I'm creating a Python program using pandas and datetime libraries that will calculate the pay from my casual job each week, so I can cross reference my bank statement instead of looking through payslips.我正在使用 pandas 和 datetime 库创建一个 Python 程序，这些库将计算我每周临时工作的工资，因此我可以交叉引用我的银行对账单，而不是查看工资单。 The data that I am analysing is from the Google Calendar API that is synced with my work schedule.我正在分析的数据来自与我的工作日程同步的 Google 日历 API。 It prints the events in that particular calendar to a csv file in this format:它将特定日历中的事件打印到 csv 文件中，格式如下：

	Start开始	End结尾	Title标题	Hours小时
0 0	02.12.2020 07:00 02.12.2020 07:00	02.12.2020 16:00 02.12.2020 16:00	Shift转移	9.0 9.0
1 1	04.12.2020 18:00 04.12.2020 18:00	04.12.2020 21:00 04.12.2020 21:00	Shift转移	3.0 3.0
2 2	05.12.2020 07:00 05.12.2020 07:00	05.12.2020 12:00 05.12.2020 12:00	Shift转移	5.0 5.0
3 3	06.12.2020 09:00 06.12.2020 09:00	06.12.2020 18:00 06.12.2020 18:00	Shift转移	9.0 9.0
4 4	07.12.2020 19:00 07.12.2020 19:00	07.12.2020 23:00 07.12.2020 23:00	Shift转移	4.0 4.0
5 5	08.12.2020 19:00 08.12.2020 19:00	08.12.2020 23:00 08.12.2020 23:00	Shift转移	4.0 4.0
6 6	09.12.2020 10:00 09.12.2020 10:00	09.12.2020 15:00 09.12.2020 15:00	Shift转移	5.0 5.0

As I am a casual at this job I have to take a few things into consideration like penalty rates (baserate, after 6pm on Monday - Friday, Saturday, and Sunday all have different rates).由于我是这份工作的临时工，因此我必须考虑一些事情，例如加班费（基本费率，周一至周五下午 6 点之后，周六和周日都有不同的费率）。 I'm wondering if I can analyse this csv using datetime and calculate how many hours are before 6pm, and how many after 6pm.我想知道我是否可以使用日期时间分析这个 csv 并计算下午 6 点之前有多少小时，以及下午 6 点之后有多少小时。 So using this as an example the output would be like:因此，以此为例，output 将类似于：

	Start开始	End结尾	Title标题	Hours小时
1 1	04.12.2020 15:00 04.12.2020 15:00	04.12.2020 21:00 04.12.2020 21:00	Shift转移	6.0 6.0

	Start开始	End结尾	Title标题	Total Hours全部小时数	Hours before 3pm下午 3 点前的几个小时	Hours after 3pm下午 3 点后数小时
1 1	04.12.2020 15:00 04.12.2020 15:00	04.12.2020 21:00 04.12.2020 21:00	Shift转移	6.0 6.0	3.0 3.0	3.0 3.0

I can use this to get the day of the week but I'm just not sure how to analyse certain bits of time for penalty rates:我可以使用它来获取星期几，但我只是不确定如何分析某些时间的罚款率：


df['day_of_week'] = df['Start'].dt.day_name()

I appreciate any help in Python or even other coding languages/techniques this can be applied to:)我感谢 Python 或什至可以应用于其他编码语言/技术的任何帮助:)
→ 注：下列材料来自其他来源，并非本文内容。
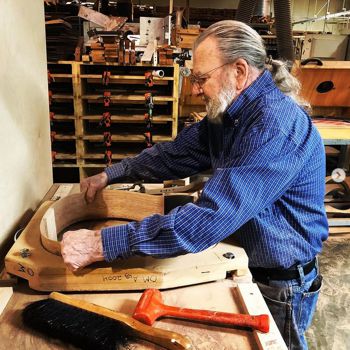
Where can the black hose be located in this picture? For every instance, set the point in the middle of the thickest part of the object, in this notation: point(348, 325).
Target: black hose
point(245, 10)
point(284, 29)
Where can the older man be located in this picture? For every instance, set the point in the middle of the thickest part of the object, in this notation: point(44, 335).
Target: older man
point(267, 186)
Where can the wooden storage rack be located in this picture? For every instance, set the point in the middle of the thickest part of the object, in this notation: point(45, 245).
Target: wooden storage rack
point(76, 104)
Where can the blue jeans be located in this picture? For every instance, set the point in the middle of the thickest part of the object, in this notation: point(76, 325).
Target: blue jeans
point(292, 304)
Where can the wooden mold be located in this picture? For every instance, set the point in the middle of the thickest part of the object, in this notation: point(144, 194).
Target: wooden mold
point(35, 256)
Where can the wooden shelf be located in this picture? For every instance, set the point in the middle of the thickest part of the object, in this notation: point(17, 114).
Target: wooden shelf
point(124, 77)
point(120, 97)
point(132, 118)
point(78, 103)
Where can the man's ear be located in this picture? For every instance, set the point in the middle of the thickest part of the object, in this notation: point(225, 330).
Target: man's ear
point(242, 72)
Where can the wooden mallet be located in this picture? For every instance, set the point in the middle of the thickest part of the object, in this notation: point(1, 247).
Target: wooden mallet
point(150, 307)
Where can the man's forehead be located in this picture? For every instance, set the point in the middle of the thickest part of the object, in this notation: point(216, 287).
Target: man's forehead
point(205, 56)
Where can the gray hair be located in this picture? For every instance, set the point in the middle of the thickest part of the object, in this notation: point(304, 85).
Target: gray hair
point(237, 40)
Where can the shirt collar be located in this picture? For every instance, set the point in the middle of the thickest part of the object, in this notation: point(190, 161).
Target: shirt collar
point(260, 86)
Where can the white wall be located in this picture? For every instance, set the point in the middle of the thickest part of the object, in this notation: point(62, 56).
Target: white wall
point(25, 158)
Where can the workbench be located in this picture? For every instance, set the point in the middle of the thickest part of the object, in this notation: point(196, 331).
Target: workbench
point(233, 294)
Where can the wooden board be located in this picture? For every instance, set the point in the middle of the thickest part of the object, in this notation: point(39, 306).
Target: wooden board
point(311, 76)
point(47, 272)
point(220, 296)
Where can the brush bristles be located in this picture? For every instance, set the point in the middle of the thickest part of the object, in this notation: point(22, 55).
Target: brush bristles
point(81, 328)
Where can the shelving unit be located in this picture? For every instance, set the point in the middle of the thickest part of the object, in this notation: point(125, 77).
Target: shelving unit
point(77, 106)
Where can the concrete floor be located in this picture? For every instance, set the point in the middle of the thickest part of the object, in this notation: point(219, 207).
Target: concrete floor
point(330, 329)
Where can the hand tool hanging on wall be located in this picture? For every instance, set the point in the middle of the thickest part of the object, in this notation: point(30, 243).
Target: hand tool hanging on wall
point(106, 98)
point(52, 118)
point(127, 52)
point(105, 77)
point(105, 120)
point(148, 119)
point(50, 78)
point(149, 75)
point(108, 157)
point(132, 53)
point(150, 307)
point(121, 52)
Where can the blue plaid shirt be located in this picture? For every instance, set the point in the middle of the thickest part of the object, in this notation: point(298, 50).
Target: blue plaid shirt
point(267, 187)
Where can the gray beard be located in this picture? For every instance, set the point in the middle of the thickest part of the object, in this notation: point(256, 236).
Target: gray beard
point(216, 107)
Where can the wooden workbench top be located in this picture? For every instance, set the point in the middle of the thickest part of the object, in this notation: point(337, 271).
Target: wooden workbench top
point(220, 295)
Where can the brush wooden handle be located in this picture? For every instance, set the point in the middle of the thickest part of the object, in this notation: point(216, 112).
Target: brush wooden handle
point(164, 338)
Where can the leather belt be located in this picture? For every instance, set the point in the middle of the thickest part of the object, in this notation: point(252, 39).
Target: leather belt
point(265, 274)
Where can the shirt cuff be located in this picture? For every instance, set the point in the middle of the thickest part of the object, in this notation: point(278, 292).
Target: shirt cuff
point(115, 242)
point(114, 172)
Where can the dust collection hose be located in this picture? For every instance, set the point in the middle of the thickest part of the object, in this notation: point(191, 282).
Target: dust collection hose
point(283, 24)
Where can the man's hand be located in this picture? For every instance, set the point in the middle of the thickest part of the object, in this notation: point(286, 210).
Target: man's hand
point(80, 248)
point(93, 184)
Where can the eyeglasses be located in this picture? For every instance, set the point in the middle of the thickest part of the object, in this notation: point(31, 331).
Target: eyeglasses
point(201, 79)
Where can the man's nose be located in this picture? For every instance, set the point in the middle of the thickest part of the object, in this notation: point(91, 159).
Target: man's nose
point(196, 89)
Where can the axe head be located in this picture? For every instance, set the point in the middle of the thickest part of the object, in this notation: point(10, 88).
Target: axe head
point(150, 307)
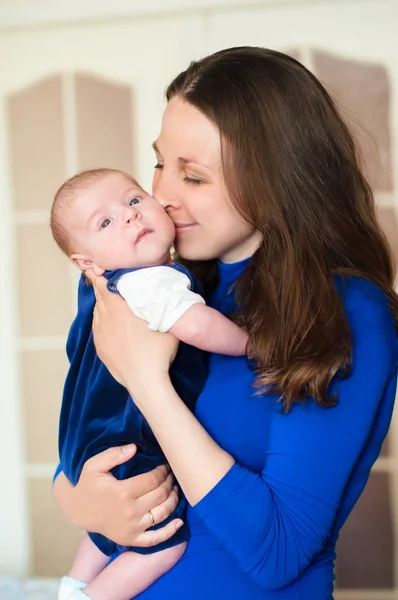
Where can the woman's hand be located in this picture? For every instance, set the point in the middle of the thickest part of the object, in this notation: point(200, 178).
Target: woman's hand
point(119, 509)
point(132, 353)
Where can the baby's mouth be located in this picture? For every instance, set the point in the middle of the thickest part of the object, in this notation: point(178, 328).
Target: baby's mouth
point(142, 234)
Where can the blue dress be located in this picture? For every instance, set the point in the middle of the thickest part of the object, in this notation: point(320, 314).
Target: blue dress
point(98, 413)
point(267, 530)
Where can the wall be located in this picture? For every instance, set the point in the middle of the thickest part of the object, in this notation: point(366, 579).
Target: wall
point(77, 91)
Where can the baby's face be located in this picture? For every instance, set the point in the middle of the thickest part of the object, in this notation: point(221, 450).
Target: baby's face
point(115, 224)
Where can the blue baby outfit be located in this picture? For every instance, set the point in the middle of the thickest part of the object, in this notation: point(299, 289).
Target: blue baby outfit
point(98, 413)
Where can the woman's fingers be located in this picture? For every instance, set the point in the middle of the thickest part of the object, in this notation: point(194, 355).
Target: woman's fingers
point(159, 498)
point(141, 485)
point(106, 460)
point(162, 512)
point(157, 536)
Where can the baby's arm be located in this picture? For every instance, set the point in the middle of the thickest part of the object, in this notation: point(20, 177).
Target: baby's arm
point(209, 330)
point(162, 296)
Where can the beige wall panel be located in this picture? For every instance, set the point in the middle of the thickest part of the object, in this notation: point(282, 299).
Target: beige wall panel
point(43, 373)
point(37, 144)
point(388, 220)
point(45, 283)
point(363, 94)
point(55, 541)
point(365, 549)
point(104, 124)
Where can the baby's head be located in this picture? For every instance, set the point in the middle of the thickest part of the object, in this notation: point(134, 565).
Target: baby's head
point(103, 220)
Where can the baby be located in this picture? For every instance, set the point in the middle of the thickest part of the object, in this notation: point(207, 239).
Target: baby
point(107, 224)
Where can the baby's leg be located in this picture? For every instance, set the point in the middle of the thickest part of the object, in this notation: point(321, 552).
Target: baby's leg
point(88, 563)
point(132, 573)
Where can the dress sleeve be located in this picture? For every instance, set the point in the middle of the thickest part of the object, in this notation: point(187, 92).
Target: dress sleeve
point(275, 522)
point(159, 295)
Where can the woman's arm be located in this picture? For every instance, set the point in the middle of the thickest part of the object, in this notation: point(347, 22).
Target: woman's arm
point(119, 509)
point(273, 523)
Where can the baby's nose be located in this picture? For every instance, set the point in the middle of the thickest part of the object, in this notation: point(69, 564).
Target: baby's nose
point(132, 215)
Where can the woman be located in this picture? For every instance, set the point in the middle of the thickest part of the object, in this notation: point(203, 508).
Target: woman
point(261, 177)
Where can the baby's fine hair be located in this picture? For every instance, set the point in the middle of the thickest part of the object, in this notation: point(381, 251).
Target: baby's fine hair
point(63, 200)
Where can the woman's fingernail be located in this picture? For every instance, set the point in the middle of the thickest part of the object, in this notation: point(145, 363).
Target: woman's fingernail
point(128, 449)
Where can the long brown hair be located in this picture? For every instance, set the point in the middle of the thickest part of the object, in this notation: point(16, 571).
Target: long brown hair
point(292, 171)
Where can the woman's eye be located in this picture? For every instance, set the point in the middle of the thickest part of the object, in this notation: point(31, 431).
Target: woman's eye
point(193, 180)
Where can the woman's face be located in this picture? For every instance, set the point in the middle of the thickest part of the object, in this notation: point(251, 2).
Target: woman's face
point(189, 184)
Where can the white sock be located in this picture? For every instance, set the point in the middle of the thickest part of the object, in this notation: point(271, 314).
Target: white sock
point(68, 586)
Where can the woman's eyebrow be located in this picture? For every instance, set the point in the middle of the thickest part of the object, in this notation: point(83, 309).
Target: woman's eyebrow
point(181, 159)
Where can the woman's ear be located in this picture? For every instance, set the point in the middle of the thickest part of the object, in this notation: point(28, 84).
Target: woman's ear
point(85, 264)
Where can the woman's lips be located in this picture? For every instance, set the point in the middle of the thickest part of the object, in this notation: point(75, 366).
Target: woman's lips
point(181, 227)
point(143, 233)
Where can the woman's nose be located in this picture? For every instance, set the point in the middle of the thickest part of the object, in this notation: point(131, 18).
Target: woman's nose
point(162, 191)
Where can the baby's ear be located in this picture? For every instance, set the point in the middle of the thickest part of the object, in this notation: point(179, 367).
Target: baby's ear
point(85, 264)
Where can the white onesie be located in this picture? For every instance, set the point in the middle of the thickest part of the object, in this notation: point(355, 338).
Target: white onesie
point(159, 295)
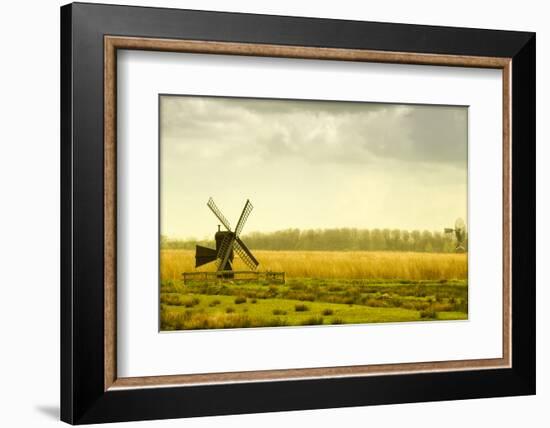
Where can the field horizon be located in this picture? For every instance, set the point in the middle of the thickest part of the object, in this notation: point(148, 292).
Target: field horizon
point(322, 288)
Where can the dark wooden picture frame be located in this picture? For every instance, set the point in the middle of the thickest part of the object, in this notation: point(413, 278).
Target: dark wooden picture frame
point(90, 389)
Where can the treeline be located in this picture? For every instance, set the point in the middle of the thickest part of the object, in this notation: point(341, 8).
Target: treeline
point(342, 239)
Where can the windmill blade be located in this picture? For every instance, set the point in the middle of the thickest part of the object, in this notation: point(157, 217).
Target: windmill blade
point(225, 251)
point(204, 255)
point(242, 219)
point(218, 214)
point(245, 254)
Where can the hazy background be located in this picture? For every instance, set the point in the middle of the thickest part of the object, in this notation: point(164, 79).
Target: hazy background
point(310, 164)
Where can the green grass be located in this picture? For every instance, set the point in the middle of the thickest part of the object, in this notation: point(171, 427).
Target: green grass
point(310, 302)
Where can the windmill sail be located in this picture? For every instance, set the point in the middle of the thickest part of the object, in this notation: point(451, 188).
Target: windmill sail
point(244, 253)
point(204, 255)
point(218, 214)
point(224, 252)
point(244, 216)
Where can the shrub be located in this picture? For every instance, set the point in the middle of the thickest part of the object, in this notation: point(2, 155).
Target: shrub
point(300, 307)
point(428, 314)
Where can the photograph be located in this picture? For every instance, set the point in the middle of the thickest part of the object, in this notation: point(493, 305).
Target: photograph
point(287, 212)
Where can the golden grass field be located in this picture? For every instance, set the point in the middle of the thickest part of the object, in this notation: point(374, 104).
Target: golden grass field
point(334, 264)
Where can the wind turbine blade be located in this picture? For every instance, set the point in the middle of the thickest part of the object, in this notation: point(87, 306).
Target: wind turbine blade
point(218, 214)
point(245, 254)
point(242, 219)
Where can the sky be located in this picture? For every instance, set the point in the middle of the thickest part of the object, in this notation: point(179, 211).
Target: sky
point(310, 164)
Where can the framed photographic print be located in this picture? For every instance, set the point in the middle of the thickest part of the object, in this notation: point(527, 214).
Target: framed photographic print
point(265, 213)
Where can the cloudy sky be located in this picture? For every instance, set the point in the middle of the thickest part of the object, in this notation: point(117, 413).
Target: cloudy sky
point(310, 164)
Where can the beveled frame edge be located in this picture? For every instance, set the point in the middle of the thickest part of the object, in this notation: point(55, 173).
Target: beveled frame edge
point(112, 43)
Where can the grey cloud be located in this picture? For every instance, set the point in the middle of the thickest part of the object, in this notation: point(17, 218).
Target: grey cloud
point(320, 131)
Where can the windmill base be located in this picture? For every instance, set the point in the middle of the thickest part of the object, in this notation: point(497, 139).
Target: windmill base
point(234, 276)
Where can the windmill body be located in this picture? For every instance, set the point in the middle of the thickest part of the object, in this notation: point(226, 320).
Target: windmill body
point(460, 234)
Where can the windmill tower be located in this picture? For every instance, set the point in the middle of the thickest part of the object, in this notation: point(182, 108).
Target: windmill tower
point(460, 235)
point(228, 242)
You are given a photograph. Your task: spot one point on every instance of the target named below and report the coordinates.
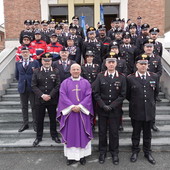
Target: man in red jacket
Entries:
(54, 47)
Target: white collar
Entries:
(76, 79)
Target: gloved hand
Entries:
(107, 108)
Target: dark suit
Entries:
(24, 77)
(46, 83)
(112, 92)
(64, 73)
(142, 95)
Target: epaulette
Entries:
(131, 74)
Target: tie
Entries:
(25, 65)
(111, 76)
(143, 79)
(64, 65)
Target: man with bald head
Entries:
(75, 115)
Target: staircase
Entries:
(11, 120)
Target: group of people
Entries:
(77, 78)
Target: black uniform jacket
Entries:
(142, 96)
(46, 83)
(108, 91)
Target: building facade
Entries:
(16, 11)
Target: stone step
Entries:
(12, 91)
(13, 133)
(16, 104)
(14, 85)
(161, 144)
(160, 110)
(16, 121)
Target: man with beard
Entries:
(45, 84)
(154, 33)
(142, 38)
(103, 38)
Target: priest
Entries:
(75, 115)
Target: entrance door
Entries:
(59, 13)
(108, 19)
(110, 12)
(87, 11)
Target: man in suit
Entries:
(64, 64)
(24, 71)
(142, 90)
(45, 84)
(109, 92)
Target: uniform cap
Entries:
(75, 17)
(89, 53)
(91, 30)
(46, 56)
(145, 26)
(154, 30)
(142, 59)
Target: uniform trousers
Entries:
(25, 97)
(112, 124)
(41, 110)
(138, 126)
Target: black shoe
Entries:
(150, 159)
(102, 158)
(115, 160)
(69, 162)
(158, 99)
(83, 161)
(155, 128)
(121, 128)
(23, 127)
(134, 157)
(36, 142)
(56, 139)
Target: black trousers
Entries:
(41, 110)
(111, 123)
(137, 127)
(25, 97)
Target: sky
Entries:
(1, 12)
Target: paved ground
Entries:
(54, 160)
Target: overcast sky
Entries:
(1, 12)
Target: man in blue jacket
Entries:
(24, 71)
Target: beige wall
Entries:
(167, 15)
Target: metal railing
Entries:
(7, 68)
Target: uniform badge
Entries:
(117, 84)
(153, 84)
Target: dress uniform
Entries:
(121, 63)
(141, 39)
(27, 31)
(111, 32)
(45, 31)
(92, 44)
(74, 51)
(54, 48)
(39, 45)
(78, 41)
(45, 84)
(132, 31)
(26, 43)
(157, 45)
(109, 91)
(60, 37)
(128, 53)
(63, 64)
(103, 38)
(142, 90)
(24, 71)
(79, 29)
Edit: This is how my dataframe is looking at the moment编辑：这就是我的 dataframe 现在的样子

	Start开始	End结尾	Title标题	Hours小时	day_of_week day_of_week	Pay支付	week_of_year week_of_year
0 0	2020-12-02 07:00:00 2020-12-02 07:00:00	2020-12-02 16:00:00 2020-12-02 16:00:00	Shift转移	9.0 9.0	Wednesday周三	337.30 337.30	49 49

EDIT In response to David Erickson's comment.编辑回应大卫埃里克森的评论。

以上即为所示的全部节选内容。